As a consequence, houses in immigrant areas of Belfast were set on fire… as were cars, and a bus, in what the police (PSNI) referred to as “sporadic pockets of disorder.

In addition to this, lawful protests were conducted across Northern Ireland, as well as in Dublin and also in various cities on the mainland.

Now, while I may have a certain amount of sympathy for a generation who — thanks to the peace accord due to the aforementioned Good Friday Agreement — have missed out on a spot of seasonal rioting, burning of Ulsterbus’ and the sport of hurling petrol bombs at armoured police vehicles, this isn’t the best way to evoke change.

All that they’re going to achieve is to give dogs with very bad names even worse names.

I was discussing this with an American friend last night, and he voiced the opinion that it would blow over in a few days, but I don’t think so, because people have had enough.

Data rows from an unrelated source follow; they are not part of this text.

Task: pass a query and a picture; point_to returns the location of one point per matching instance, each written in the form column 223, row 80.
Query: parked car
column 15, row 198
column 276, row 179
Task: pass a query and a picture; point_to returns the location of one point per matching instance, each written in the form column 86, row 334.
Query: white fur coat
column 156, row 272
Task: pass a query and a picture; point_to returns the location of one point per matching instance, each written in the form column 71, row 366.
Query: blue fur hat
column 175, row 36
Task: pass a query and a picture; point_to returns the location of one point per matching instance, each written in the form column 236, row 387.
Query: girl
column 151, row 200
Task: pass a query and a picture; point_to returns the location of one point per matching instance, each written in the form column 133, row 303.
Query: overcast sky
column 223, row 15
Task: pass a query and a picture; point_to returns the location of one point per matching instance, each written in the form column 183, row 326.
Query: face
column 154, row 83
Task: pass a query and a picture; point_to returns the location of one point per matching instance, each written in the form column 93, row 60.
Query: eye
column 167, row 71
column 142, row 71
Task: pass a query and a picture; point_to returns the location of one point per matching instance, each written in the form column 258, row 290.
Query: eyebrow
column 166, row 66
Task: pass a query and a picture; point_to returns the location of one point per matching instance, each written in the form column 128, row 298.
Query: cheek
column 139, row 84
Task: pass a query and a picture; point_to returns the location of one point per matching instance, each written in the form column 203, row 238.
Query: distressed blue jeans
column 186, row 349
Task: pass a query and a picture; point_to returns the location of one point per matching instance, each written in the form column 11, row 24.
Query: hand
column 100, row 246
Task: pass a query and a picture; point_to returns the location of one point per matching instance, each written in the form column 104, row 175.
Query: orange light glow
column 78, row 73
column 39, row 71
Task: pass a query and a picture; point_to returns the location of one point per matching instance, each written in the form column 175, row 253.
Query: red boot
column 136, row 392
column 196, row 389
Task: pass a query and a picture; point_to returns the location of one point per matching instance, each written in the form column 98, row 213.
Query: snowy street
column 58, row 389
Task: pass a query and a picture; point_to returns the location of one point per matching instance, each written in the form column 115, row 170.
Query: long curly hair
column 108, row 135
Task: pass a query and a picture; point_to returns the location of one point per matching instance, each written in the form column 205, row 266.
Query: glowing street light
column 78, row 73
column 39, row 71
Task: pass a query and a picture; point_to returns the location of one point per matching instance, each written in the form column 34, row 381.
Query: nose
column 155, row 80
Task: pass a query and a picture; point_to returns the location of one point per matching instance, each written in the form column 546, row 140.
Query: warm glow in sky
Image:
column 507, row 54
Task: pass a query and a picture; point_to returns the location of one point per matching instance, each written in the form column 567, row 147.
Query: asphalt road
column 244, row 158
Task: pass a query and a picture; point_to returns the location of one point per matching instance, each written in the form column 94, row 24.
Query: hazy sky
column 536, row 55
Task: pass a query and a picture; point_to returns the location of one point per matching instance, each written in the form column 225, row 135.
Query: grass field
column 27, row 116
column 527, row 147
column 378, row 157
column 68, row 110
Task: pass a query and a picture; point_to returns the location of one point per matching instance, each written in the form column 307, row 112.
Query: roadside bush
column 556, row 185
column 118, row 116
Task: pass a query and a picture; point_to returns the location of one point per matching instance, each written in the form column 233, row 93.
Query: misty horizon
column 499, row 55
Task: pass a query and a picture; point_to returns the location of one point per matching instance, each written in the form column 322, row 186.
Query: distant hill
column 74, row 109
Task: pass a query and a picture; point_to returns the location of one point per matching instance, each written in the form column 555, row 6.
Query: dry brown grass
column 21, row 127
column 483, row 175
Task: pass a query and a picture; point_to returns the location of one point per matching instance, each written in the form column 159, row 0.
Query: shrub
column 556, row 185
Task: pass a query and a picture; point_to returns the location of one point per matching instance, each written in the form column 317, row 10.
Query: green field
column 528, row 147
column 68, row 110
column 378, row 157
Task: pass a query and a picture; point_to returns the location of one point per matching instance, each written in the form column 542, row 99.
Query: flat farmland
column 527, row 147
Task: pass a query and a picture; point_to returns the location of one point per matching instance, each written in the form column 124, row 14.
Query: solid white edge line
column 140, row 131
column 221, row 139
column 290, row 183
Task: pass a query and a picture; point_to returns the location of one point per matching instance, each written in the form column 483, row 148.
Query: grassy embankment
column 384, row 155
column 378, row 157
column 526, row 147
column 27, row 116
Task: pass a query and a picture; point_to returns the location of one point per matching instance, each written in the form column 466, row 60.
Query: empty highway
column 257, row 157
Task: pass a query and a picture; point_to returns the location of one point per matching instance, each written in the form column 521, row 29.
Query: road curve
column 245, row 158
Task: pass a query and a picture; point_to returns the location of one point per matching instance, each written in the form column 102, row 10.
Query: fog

The young man who perpetrated this atrocity clearly comes from a lawless culture where it is absolutely fine to cut someone’s head off in the middle of a street on a Monday night. The streets of Belfast had been awash with blood for more than thirty years, but it was green or orange blood, and behind the tribal hatred (let’s be clear… it was never anything to do with religion) there was always sufficient belief that someday it would end. This is different… very different. This is a problem that we Europeans have sleepwalked into, and there can be no end to it until we’re all under Sharia law. Unless you live in Poland.

Perhaps it is too late to change it… too late to stop the boats… too late to stop the ingress of young men who come to these shores with no intention of either living lawfully or assimilating, and for whom a good beheading or the rape of an inebriated woman on an English common is not something for which remorse should be shown.

Perhaps it is too late, but the rioting class in Belfast don’t think so. Dogs with bad names don’t retreat meekly to their kennels. Once they get their teeth into something, they don’t let go, and I cannot see this fading away with the setting of the summer sun.

Expect this to continue, in my view, until autumn hues fade to black, the weather transitions from bad to terrible, and a line is drawn beneath the rioting season for another year.

Post Script: my expression of sympathy for the generation who missed out on rioting was written in jest. Obviously.